La commission souligne que si l’objectif relatif aux causes de la mort n’appelle, en général, pas de précisions supplémentaires de la part du demandeur, il en va différemment des deux autres objectifs. Invoqués tels quels, ils ne sauraient ouvrir droit à communication d’un document médical. Le demandeur doit ainsi préciser les circonstances qui le conduisent à défendre la mémoire du défunt ou la nature des droits qu’il souhaite faire valoir, afin de permettre à l’équipe médicale d’identifier le ou les documents nécessaires à la poursuite de l’objectif correspondant.
En l'espèce, la commission relève d'une part, que la qualité d’ayant droit de Madame X n’est pas contestée et, d’autre part, que la demande est motivée par l’objectif de connaître les causes de la mort et faire valoir ses droits. Elle constate, comme indiqué précédemment que des documents lui ont déjà été transmis. Elle comprend, d'autre part, que le patient décédé, frère de la demanderesse, a fait l'objet d'une prise en charge médicale au sein de l'EPSAN, centre hospitalier spécialisé dans la prise en charge des personnes atteintes de troubles psychiatriques.
La commission précise, à toutes fins utiles, que lorsqu'une personne se suicide, les causes de la mort au sens de l’article L1110-4 du code de la santé publique ne peuvent être réduites au seul « passage à l’acte », mais comprennent l’ensemble des éléments susceptibles de l’expliquer, notamment l’état psychiatrique du défunt. Elle estime également que la circonstance que le décès serait intervenu en dehors des locaux d'un établissement de santé est sans incidence sur la détermination des causes de la mort et la possibilité d’en trouver, le cas échéant, des éléments de compréhension au sein du dossier médical.

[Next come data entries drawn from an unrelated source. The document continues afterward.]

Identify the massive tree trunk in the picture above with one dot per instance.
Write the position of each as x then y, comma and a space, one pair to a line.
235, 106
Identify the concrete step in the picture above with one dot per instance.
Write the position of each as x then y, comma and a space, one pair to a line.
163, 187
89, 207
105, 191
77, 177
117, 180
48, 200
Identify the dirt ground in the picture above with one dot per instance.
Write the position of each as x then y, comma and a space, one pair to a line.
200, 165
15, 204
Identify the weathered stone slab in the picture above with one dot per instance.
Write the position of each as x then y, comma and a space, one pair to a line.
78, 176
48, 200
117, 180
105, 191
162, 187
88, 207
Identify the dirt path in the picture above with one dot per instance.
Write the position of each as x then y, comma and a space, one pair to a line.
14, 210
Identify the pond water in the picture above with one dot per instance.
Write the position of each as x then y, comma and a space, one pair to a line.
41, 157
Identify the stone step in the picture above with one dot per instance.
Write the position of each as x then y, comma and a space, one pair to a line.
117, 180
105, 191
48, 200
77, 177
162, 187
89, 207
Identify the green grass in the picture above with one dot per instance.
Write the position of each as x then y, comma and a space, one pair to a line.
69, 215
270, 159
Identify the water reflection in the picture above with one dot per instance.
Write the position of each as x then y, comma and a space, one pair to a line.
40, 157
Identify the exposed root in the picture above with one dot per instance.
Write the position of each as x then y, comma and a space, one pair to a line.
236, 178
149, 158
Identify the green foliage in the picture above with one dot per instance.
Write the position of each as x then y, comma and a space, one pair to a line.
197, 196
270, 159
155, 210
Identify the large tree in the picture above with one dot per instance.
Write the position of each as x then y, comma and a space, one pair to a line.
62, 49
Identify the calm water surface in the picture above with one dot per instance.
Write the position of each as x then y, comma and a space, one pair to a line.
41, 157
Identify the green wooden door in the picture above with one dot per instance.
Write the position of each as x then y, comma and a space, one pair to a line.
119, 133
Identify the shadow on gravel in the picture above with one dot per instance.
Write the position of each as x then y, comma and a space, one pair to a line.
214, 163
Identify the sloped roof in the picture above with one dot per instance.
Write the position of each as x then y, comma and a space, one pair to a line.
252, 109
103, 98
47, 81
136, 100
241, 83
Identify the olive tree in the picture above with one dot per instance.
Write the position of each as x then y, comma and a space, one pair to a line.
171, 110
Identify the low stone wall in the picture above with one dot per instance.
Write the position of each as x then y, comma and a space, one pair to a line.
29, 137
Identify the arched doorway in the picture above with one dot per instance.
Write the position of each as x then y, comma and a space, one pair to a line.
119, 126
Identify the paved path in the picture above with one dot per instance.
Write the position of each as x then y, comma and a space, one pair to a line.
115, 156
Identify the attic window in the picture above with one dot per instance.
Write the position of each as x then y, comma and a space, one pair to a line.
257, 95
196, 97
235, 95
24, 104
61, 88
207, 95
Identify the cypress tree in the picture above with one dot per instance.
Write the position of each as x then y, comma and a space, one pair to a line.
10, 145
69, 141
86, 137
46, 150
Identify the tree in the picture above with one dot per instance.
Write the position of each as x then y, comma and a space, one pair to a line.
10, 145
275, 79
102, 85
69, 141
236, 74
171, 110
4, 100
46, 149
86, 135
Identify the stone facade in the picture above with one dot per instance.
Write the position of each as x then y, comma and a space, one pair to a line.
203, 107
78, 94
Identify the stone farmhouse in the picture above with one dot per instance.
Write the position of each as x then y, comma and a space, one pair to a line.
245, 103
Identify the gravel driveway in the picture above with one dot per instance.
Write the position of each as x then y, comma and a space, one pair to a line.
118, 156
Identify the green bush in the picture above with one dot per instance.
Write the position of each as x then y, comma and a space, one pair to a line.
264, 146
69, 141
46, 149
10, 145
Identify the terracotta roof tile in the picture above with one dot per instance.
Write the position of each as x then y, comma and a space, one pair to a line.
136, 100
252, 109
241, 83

La commission estime par conséquent et sauf volonté contraire opposée par la personne avant son décès, que doivent être notamment communiqués à ses ayants droits l’ensemble des éléments susceptibles, directement ou indirectement, d’établir ou d’écarter d’éventuels liens - quels qu’ils soient - entre le suivi ou l’hospitalisation et l’état de santé du défunt au cours de ceux-ci et son suicide, qu’il s’agisse d’informations relatives à son comportement, aux pathologies diagnostiquées, aux traitements suivis, aux conditions de sa sortie ou encore à l’existence ou l’absence de risques de passage à l’acte. Elle précise à cet égard que, dans de telles conditions, une communication large du dossier se justifie (v. conseil de partie II n° 20223495 du 7 X 2022).
En l'espèce, la commission relève que Madame X a obtenu certains documents répondant à sa demande fondée sur les motifs « connaître les causes de la mort » et « faire valoir ses droits ». Elle ne peut donc que déclarer irrecevable la demande dans cette mesure. Elle estime néanmoins, à toutes fins utiles, que si d'autres documents répondant aux principes rappelés au paragraphe précédent existent, ceux-ci - tels que déterminés par l'équipe médicale - sont communicables à Madame X. Elle émet, dans cette mesure, un avis favorable.